Saturday, March 16, 2013

Why God?


I have questions for God. There are some things I don’t understand and I would like answers. I guess to some that sounds impertinent, to ask the Creator of all seen and unseen to explain why some things go terribly wrong and why He lets them happen when it’s within his power to stop them. Cue the platitudes: “I guess it was His will.” “They are in a better place.” “God had His reasons.” “God wanted another angel in heaven.”

There are others, but truth be known, when death comes to the young and those in the prime of life, I am left without a satisfying answer and I hate handing out platitudes to the grieving. It feels like it invalidates their pain and offers hollow words that do nothing to truly console those who may be asking the same questions. “Why God?” “Why did You do this?” “Why didn’t You heal?” “Why did You let this happen?” Honest, legitimate questions and to ask them is a natural response to tragedy.

I am steeped in faith in the goodness of God. I don’t believe He gives people cancer or other deadly diseases. So the question of why God makes people sick and die doesn’t haunt me. But that faith doesn’t come so easily to others. And the question of why He allows suffering is one that has been asked since Cain killed Abel leaving a pair of grieving parents to wrestle with it. It’s most common to point to the story of Job who lost all his children, his wealth, and his health and was left in great physical and emotional pain trying to stay faithful, but eventually began accusing God of being unjust and uncaring. Even his wife told him to just curse God and die.

Why God allows suffering is a question I wrestle with along with so many who experience loss in one form or another. It bothers me enough that I have gotten angry with God. I have suffered some very ugly painful things. It took nearly thirty years for me to finally share about one incident in a therapy group. Wherever people gather who have suffering in common, one of two things can happen. Either people will prod each other’s anger, depression or hate, or they will find a way to comfort one another. Fortunately, I was in the latter. I still don’t understand why I could be minding my own business and become the victim of a violent crime. I believed God would protect me, and it seemed He didn’t, at least at the time. But as the wisdom that comes from age has gradually deepened in me, I realize He did protect me from something even worse.

I just lost a friend and coworker to cancer. It was a fast-moving aggressive and rare cancer that claimed her life within months. I prayed, I asked my church to pray. I asked everyone I knew to pray for her, and I have no doubt her family and church were praying, too. But God didn’t heal her. God didn’t stop the spread of the disease or ease her suffering. Instead, He let her die. And it begs the question, “Why God? Why are her children bereft of their mother, her husband left without his life’s companion? Where were You?” We want an answer that makes sense.
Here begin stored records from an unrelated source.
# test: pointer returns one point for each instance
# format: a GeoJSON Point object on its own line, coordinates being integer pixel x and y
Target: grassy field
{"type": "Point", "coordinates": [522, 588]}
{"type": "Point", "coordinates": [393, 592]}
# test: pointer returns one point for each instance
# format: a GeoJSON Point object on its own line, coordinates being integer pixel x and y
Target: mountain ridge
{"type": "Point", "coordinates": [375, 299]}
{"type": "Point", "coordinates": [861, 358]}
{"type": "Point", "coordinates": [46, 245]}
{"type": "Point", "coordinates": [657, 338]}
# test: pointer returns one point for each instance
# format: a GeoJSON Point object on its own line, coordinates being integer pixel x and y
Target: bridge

We want to know why the God of love and mercy let this happen.

Nowhere in the scripture are we promised exemption from suffering. What sets Christians apart is their worship of the suffering Messiah. One who came and dwelt among us and experienced all that we do, including excruciating pain and death. But we worship not just a suffering Messiah, but One who was raised from the dead and lives and promises the same to us. Some call it pie in the sky. I call it faith and I can do that because of how He has touched my life and so utterly changed it from what it had been before I became a friend of His.

I cannot answer the why of my friend’s death, but I can believe she now sees the face of God and Jesus who made it possible. And I can believe that one day I’ll see His face, too, and not only that, but see her, too, and maybe we’ll laugh about some of the crazy things that happened in the library. I believe she already knows why her life ended the way it did. The rest of us will have to wait to know, but God is God and He has the final say over all His creation, and that’s no platitude.

My church ends each service with the phrase, “God is good all the time, and all the time God is good.” That is the only thing that keeps me going when bad things happen. Scripture says all things work together for good for those who love the Lord. We may wrestle with God for a time, but eventually our strength fails and then we discover instead of chastening us for the struggle, he picks us up and holds us, letting His love overwhelm our grief and calm the emotional storm in our souls. It may not answer, “Why” now, but it will help us carry on without bitterness, and that will bring the peace and patience to wait until we finally learn why.